We have to first put into context what exactly happened. Almost everyone can relate that they hate working, mainly do it for the money, love getting time off, look forward to the weekends, and most likely hate their boss. It is human nature, for the most part, because work is a curse that Hashem gave Adam when he committed the first sin of mankind, as it says, “With the sweat of your face you shall eat bread, until you return to the ground…” (Breishis 3:19). Now, granted, a Jewish slave has tons of benefits, but he still is breaking the very nature of a human being, which seems to hate working even with all the benefits he might be entitled to and get. But not only is he going against human nature, which Hashem instilled into us, he is also going against the very command he as a Jew was given and accepted when Hashem took us out of Egyptian bondage and declared Himself as our master and us as His servants, which we, together, agreed to. So granted Hashem allows in His Torah for a Jew to enslave another Jew, that seems to be a consequence, but it was his decision to steal and it was also his decision to sell himself as a slave, so now that he wants to stay a slave he is admonished and punished for choosing to put himself into this situation. We see from here that even though Hashem might allow situations like this to happen, He very much shuns them and holds the person who got himself into the mess accountable for what he did even if it looks like Hashem “helped” him to get into this rut, but he had the choice to figure out a way to avoid it and he didn’t.
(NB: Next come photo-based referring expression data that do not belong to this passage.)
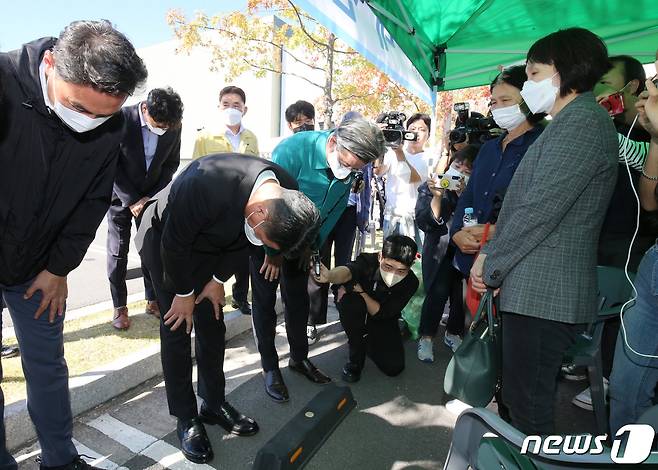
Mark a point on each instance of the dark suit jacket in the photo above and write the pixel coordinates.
(196, 224)
(132, 181)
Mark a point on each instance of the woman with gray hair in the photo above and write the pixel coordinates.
(322, 162)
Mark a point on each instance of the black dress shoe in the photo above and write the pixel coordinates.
(194, 441)
(351, 372)
(243, 306)
(230, 419)
(77, 464)
(274, 386)
(308, 370)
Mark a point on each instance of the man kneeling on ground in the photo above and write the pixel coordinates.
(373, 290)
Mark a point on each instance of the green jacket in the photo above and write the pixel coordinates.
(304, 157)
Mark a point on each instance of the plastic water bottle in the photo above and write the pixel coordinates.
(469, 217)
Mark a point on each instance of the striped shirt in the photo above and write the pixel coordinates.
(635, 152)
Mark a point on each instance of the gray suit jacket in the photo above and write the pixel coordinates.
(543, 255)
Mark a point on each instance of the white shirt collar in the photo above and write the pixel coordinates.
(230, 133)
(44, 84)
(141, 115)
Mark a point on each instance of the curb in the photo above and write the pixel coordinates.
(100, 385)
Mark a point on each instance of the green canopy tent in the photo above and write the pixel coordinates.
(462, 43)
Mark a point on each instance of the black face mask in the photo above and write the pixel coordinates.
(304, 127)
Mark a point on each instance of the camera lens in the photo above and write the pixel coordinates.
(457, 136)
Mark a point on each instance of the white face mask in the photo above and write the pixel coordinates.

Chaza”l say that the path one chooses Hashem leads him on whether for good or for bad. But even if a person initially chooses a wrong path, Hashem gives him chances to correct his ways and get back onto the right path just like the Jewish slave who has the chance to go free after 7 years if he so chooses. Granted Hashem might let him enjoy the path he is on even if it is bad but that is all part of Hashem’s kindness of taking care of this person in the moment. However if the person so chooses to return to the right path he will be rewarded exponentially for making the right, albeit difficult decision.